Mexico is playing the China card as the US seeks better terms; OPEC cries "uncle" to U.S. shale; more politics ahead for France; growth resumes for the U.S.
"Evidence suggests that barriers to women’s progress remain"
Mexico: NAFTA hardball The Mexican government is sending a high-level trade delegation to China for high-level meetings within the next week. To underscore the meaning of the meetings, Mexican Economy Minister Ildefonso Guajardo said "We will use (the China visit) geopolitically as strategic leverage… it sends the signal that we have many alternatives". The stakes are high for Mexico, whose economy is thriving under NAFTA, and which sends some 80% of its exports to the U.S. All this is a shot across the bow to President Trump's stated goal of getting the U.S.- Mexico trade deficit down to near zero, and renegotiate parts of NAFTA in favor of U.S. companies and workers.

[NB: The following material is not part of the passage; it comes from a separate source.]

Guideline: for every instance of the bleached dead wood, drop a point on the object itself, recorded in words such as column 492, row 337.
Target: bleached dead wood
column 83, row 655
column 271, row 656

Global oil: OPEC crying "uncle"?.OPEC’s most recent monthly report version took an unusual turn, singling out the U.S as the producer most to blame for the current glut, ramping up drilling and production despite oversupply and sagging global oil prices. OPEC may not have much leverage; its November 2016 agreement to cut production, which included some non-OPEC members, didn't include the U.S. – possibly believing that sub-$50 oil would be persuasive enough. With WTI crude at $47.83 per barrel (and Brent at $50.89), it appears that US producers have driven down their own costs of production to keep them in the game – at least for now.
France: Vive la République! Sunday saw the handover of the presidency from François Hollande to Emmanuel Macron. The changing of the guard marks a new beginning of Macron's political challenges; next steps will be the appointment of his cabinet, including a new prime minister. The popularity of his picks is critical; elections for the senate begin almost immediately afterward. If the cabinet goes over well, Macron's ability to form a coalition will be greatly improved. Though Macron won the second round of the Presidential election, doubters note that he was the first choice of only 24% of the voters in the first round the previous week.
US consumers: I'll buy that for a dollar The first good look at April's consumer prices and retail sales was cause for cautious optimism. Inflation-adjusted weekly and hourly wages rose 0.3% and 0.4% respectively on an annualized basis, that means it's just slightly ahead of consumer inflation – which came in at an annualized 1.9%, ex food and energy. The first look at retail sales was similarly solid but unexciting; up 0.3%, not counting cars and gas – both of which are struggling right now.
The figures themselves are less important than what they mean for the Fed; in the statement released after the May 3 meeting described the pullback in growth in Q1 as "temporary". That's a vindication, however mild, for the FOMC's plan to continue its slow but steady pace of rate hikes.